Although it can play an important role, the vital task of protecting the environment during warfare cannot rely solely or primarily on international legal tools to succeed. So argues Dan Bodansky, a leading international law scholar, who sees the problem of wartime environmental degradation as one solved not by more legal rules or stricter enforcement but rather by more effective conflict prevention and resolution.
The problem of the environmental ramifications of armed conflict has garnered more and more attention in recent years. Events like the deliberate burning of Kuwaiti oil wells during the 1991 Gulf War and the destruction of a chemical facility during the 1998 NATO bombing campaign in Kosovo have raised questions about the extent to which international legal rules can, or should, protect the environment from combat or and punish those who (intentionally or not) damage it during wartime.
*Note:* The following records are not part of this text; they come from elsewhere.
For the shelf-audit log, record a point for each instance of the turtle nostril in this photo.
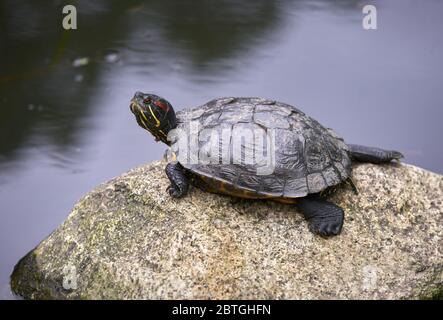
(138, 94)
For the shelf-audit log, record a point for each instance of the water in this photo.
(64, 129)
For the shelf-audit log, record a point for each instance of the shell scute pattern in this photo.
(308, 156)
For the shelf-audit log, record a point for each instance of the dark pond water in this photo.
(65, 129)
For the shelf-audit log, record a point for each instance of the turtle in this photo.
(308, 158)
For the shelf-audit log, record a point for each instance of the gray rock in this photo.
(128, 239)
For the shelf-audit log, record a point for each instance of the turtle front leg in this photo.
(324, 217)
(179, 182)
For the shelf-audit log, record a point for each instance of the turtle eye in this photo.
(161, 105)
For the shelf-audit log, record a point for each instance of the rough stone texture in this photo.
(128, 239)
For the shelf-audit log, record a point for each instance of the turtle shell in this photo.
(308, 157)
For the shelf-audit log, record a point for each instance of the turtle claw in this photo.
(324, 218)
(326, 229)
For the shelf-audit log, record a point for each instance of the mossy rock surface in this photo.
(127, 239)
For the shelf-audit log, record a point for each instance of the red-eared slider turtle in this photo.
(307, 157)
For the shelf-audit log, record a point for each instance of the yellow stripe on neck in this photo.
(157, 122)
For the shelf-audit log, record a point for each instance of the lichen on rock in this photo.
(127, 239)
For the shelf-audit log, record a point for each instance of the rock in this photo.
(128, 239)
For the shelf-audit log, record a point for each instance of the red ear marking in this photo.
(162, 105)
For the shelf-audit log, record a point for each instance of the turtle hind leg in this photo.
(373, 155)
(324, 217)
(179, 181)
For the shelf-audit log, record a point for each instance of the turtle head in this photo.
(154, 114)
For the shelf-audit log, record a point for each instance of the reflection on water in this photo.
(65, 125)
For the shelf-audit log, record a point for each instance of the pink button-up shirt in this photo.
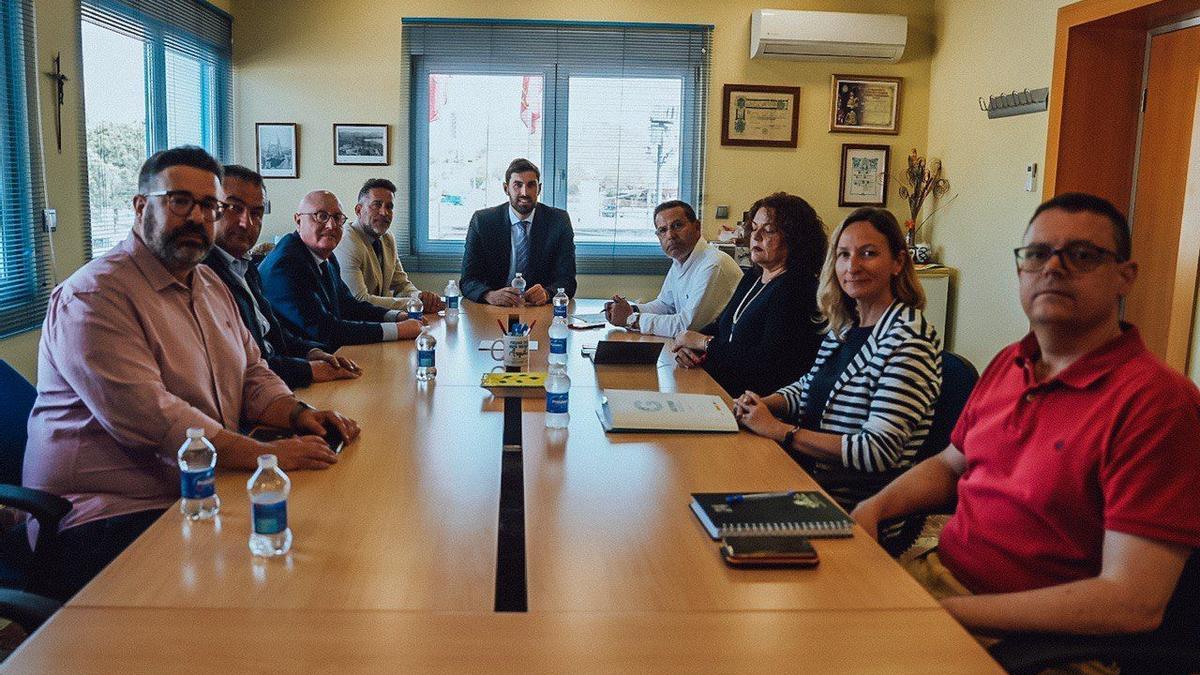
(129, 359)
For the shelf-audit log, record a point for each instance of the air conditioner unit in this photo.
(827, 36)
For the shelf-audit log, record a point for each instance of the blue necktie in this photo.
(522, 246)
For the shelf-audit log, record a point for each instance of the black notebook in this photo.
(803, 513)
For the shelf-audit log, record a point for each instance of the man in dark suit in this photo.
(298, 362)
(519, 237)
(305, 287)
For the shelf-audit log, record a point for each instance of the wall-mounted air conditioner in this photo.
(827, 36)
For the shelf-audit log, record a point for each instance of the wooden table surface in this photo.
(394, 562)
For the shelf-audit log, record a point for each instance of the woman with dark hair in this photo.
(769, 332)
(858, 418)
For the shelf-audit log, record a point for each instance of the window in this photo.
(613, 114)
(24, 260)
(155, 77)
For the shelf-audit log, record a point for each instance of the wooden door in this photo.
(1165, 225)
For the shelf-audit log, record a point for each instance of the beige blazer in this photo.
(361, 273)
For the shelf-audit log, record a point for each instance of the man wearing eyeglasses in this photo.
(367, 254)
(297, 360)
(304, 284)
(1075, 460)
(138, 346)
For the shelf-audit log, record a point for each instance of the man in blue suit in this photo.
(297, 360)
(305, 287)
(519, 237)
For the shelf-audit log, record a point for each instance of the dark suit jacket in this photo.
(485, 261)
(287, 351)
(313, 305)
(774, 340)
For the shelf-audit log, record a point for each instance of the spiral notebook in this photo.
(803, 513)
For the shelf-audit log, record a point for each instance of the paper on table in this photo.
(486, 345)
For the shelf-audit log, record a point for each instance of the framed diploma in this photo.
(865, 105)
(864, 175)
(760, 115)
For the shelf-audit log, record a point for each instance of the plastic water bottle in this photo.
(269, 488)
(453, 296)
(519, 282)
(558, 387)
(558, 333)
(415, 306)
(426, 358)
(561, 302)
(197, 485)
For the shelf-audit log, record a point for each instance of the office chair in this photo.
(1173, 647)
(959, 377)
(17, 561)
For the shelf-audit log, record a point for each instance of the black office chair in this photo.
(959, 377)
(1173, 647)
(17, 560)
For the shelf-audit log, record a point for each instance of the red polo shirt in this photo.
(1113, 442)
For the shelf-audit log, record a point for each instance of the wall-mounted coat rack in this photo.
(1015, 103)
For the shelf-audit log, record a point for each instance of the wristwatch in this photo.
(297, 411)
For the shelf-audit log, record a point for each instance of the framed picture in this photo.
(275, 145)
(360, 144)
(760, 115)
(865, 105)
(864, 175)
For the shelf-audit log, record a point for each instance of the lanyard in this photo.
(755, 291)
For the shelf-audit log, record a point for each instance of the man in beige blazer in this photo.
(367, 254)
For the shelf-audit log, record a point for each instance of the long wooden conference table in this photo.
(443, 542)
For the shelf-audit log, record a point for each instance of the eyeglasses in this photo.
(181, 202)
(325, 217)
(238, 209)
(1079, 257)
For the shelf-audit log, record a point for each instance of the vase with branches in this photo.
(922, 179)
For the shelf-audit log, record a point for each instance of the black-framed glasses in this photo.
(1079, 257)
(238, 209)
(325, 217)
(181, 202)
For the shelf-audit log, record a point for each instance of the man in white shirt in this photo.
(697, 287)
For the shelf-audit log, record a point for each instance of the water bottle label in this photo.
(270, 519)
(556, 402)
(197, 484)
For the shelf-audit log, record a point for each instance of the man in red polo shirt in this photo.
(1077, 460)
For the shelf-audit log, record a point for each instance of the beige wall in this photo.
(987, 47)
(309, 64)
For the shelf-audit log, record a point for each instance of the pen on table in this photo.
(756, 496)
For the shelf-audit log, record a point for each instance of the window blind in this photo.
(25, 275)
(178, 55)
(613, 114)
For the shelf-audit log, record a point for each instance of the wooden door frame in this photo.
(1096, 102)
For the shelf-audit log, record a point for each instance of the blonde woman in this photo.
(862, 412)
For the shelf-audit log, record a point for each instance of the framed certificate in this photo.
(760, 115)
(864, 175)
(865, 105)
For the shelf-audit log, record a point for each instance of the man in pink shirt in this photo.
(138, 346)
(1074, 463)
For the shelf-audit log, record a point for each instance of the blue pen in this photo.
(756, 496)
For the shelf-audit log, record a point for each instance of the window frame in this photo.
(421, 254)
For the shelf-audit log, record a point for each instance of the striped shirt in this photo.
(882, 404)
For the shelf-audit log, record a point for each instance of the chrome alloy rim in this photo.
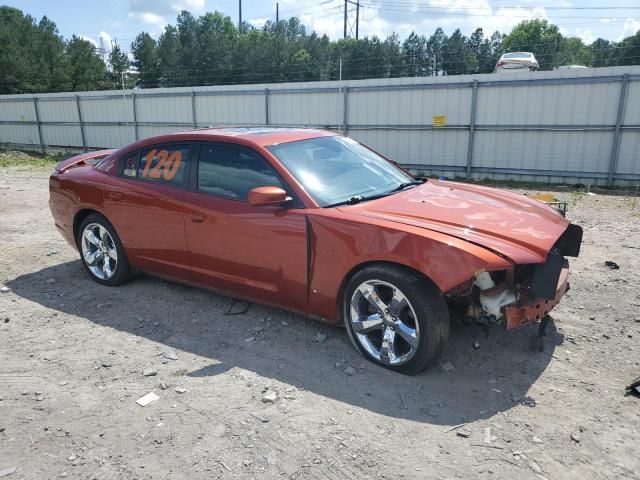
(384, 322)
(99, 251)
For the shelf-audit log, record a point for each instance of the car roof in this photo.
(263, 136)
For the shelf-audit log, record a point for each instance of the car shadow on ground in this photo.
(283, 346)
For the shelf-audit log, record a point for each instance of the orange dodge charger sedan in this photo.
(316, 223)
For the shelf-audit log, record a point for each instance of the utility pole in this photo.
(345, 19)
(357, 17)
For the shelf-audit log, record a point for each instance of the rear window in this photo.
(517, 55)
(164, 164)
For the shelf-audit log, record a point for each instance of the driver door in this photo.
(244, 250)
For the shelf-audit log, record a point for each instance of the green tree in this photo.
(604, 53)
(414, 51)
(435, 46)
(169, 58)
(87, 70)
(573, 52)
(629, 51)
(540, 37)
(146, 60)
(119, 64)
(455, 55)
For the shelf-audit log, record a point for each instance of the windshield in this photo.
(517, 55)
(338, 169)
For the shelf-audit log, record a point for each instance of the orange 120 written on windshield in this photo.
(166, 167)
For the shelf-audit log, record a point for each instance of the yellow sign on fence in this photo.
(439, 120)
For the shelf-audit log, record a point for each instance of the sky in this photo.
(122, 20)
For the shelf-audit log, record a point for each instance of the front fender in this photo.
(339, 243)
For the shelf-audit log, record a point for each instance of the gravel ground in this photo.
(268, 394)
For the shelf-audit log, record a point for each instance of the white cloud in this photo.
(88, 39)
(104, 36)
(148, 18)
(631, 26)
(258, 22)
(504, 19)
(586, 35)
(158, 13)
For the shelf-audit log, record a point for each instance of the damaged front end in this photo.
(524, 294)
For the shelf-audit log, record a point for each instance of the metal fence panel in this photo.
(17, 111)
(167, 109)
(555, 126)
(107, 109)
(417, 148)
(629, 160)
(409, 107)
(61, 135)
(570, 104)
(543, 150)
(632, 112)
(323, 109)
(58, 111)
(25, 134)
(108, 136)
(229, 109)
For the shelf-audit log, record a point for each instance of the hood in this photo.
(517, 227)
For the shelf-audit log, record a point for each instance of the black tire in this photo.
(122, 271)
(431, 312)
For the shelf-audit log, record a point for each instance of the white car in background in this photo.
(571, 67)
(517, 61)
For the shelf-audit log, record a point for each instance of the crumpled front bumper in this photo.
(533, 310)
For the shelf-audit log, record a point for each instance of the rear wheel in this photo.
(101, 251)
(396, 318)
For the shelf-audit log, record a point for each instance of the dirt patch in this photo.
(262, 395)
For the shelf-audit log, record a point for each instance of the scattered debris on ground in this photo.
(556, 414)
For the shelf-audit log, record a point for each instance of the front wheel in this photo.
(101, 251)
(396, 318)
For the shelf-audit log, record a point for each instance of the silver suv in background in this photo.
(515, 61)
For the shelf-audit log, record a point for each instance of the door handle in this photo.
(196, 217)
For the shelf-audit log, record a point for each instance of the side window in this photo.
(231, 171)
(164, 164)
(130, 165)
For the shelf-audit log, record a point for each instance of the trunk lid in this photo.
(82, 160)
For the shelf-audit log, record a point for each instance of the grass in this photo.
(30, 160)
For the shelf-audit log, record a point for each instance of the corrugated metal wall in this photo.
(562, 126)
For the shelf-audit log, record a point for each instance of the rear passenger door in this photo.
(248, 251)
(145, 204)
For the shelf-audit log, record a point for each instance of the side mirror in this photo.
(262, 196)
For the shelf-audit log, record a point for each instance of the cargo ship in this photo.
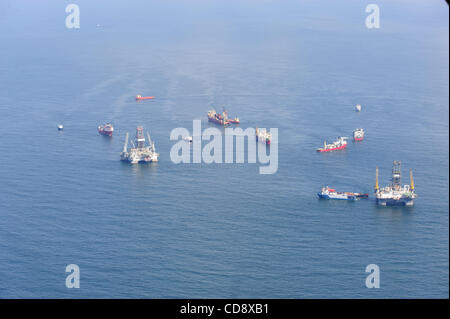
(331, 193)
(139, 152)
(339, 144)
(106, 129)
(140, 97)
(263, 136)
(358, 134)
(395, 194)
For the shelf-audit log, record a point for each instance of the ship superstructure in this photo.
(339, 144)
(139, 151)
(395, 194)
(263, 136)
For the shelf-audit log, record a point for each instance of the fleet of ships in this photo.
(395, 194)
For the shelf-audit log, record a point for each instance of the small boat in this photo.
(218, 118)
(106, 129)
(234, 121)
(339, 144)
(263, 136)
(140, 97)
(358, 135)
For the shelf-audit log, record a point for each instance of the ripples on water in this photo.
(166, 230)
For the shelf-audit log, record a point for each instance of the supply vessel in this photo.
(106, 129)
(139, 150)
(395, 194)
(358, 135)
(140, 97)
(263, 136)
(339, 144)
(331, 193)
(222, 118)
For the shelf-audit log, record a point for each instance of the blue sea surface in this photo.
(169, 230)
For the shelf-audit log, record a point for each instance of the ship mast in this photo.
(125, 145)
(377, 187)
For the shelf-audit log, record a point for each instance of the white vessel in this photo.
(358, 134)
(263, 136)
(395, 194)
(139, 152)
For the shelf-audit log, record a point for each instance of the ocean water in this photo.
(222, 230)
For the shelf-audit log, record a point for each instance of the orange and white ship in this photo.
(106, 129)
(339, 144)
(263, 136)
(358, 134)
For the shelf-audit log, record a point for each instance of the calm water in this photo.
(219, 230)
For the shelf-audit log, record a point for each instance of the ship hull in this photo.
(332, 149)
(336, 197)
(394, 202)
(105, 133)
(220, 122)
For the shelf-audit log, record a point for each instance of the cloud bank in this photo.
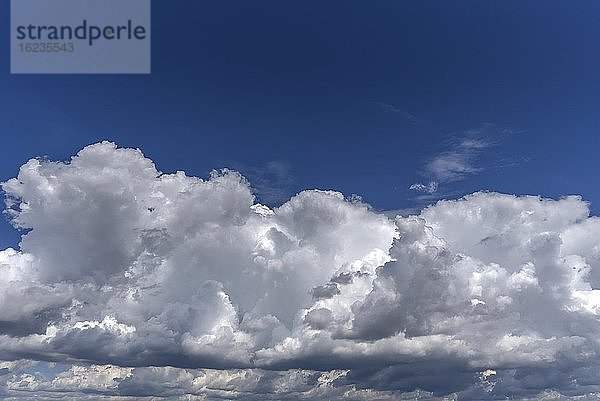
(143, 284)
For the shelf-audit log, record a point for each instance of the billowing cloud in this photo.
(147, 284)
(460, 160)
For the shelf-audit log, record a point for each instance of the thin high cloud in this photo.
(460, 159)
(141, 284)
(392, 109)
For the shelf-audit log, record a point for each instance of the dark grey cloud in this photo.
(147, 284)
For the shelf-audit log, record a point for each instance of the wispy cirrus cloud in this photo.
(460, 159)
(393, 109)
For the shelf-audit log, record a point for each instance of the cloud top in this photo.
(122, 265)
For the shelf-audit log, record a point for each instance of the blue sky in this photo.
(338, 95)
(133, 283)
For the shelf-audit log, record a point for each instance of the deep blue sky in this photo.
(356, 96)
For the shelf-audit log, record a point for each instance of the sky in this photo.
(286, 275)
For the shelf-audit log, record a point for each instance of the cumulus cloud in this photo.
(147, 284)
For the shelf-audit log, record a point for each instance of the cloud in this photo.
(460, 160)
(392, 109)
(147, 284)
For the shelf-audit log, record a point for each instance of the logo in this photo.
(80, 36)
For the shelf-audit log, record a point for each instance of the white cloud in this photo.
(125, 266)
(459, 160)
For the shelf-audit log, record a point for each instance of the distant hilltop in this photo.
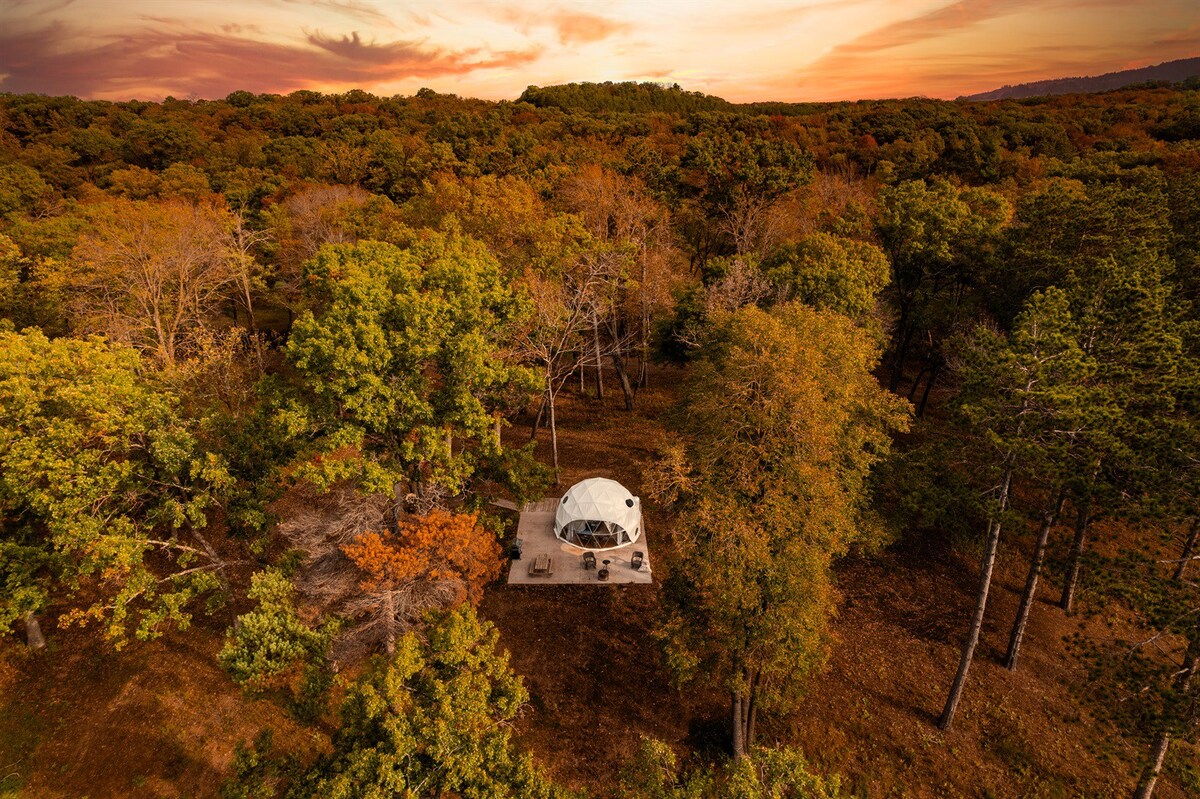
(1169, 72)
Bodansky argues that international lawyers should resist the temptation to create a new body of law designed to implement environmental safeguards during combat. Environmental disasters caused by belligerents, he argues, do not happen very often, and when they do, they have relatively little impact compared to the publicity they receive. Moreover, it is not immediately clear what legal regime could regulate conduct related to such issues. Additionally, wartime environmental destruction, Bodansky writes, is merely a symptom of larger problems relating to armed conflict: decay of rule of law, refugeeism, and the primacy of survival needs. The existing legal framework surrounding warfare, when it functions correctly, addresses these concerns sufficiently to make a new legal regime a hindrance.